Countless ants were seen in the skies above Bangor, Co Down at dusk and in Dublin one woman said her home was engulfed by the insects last night.

Rebecca Flynn told Dublin Live : "I was out the front getting one of my kids who was out playing and when I came back in I noticed that there were ants in the front garden.

Flying ants

"I knew from previous years that they would come out from under the artificial grass so I went to look.

"The next thing I was shouting in to my husband to close all the windows and doors."

The insects take to the skies around this time every year for mating season in a phenomenon known as Flying Ant Day - but it lasts a lot longer than 24 hours.

Flying ant day refers to the time males and new queens leave the nest to mate, with many ant colonies doing so on the same day.

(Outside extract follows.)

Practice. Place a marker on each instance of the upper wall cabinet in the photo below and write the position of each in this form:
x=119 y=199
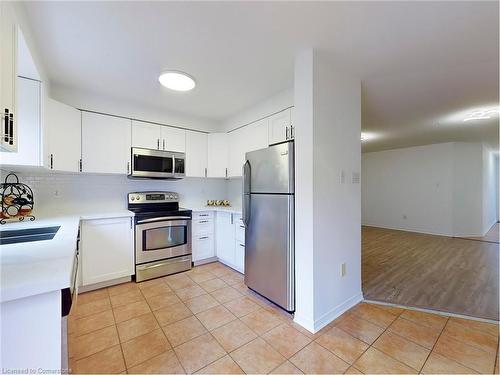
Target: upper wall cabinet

According to the Royal Society of Biology's citizen science project, the Flying Ant Survey, the appearance of the ant swarms depends on weather conditions, the ants can start emerging and flying at almost any point during the summer months.

The survey found ants only flew when the temperature was above 13C and when the wind speed was less than 6.3 metres per second.

During the course of the study, every day in the summer that had a mean temperature above 25C had ants flying somewhere in the UK.

A Met Office spokesperson said last week: “The radar is actually picking up a swarm of flying ants across the southeast. During the summer, ants can take to the skies in a mass emergence usually on warm, humid and windless days.”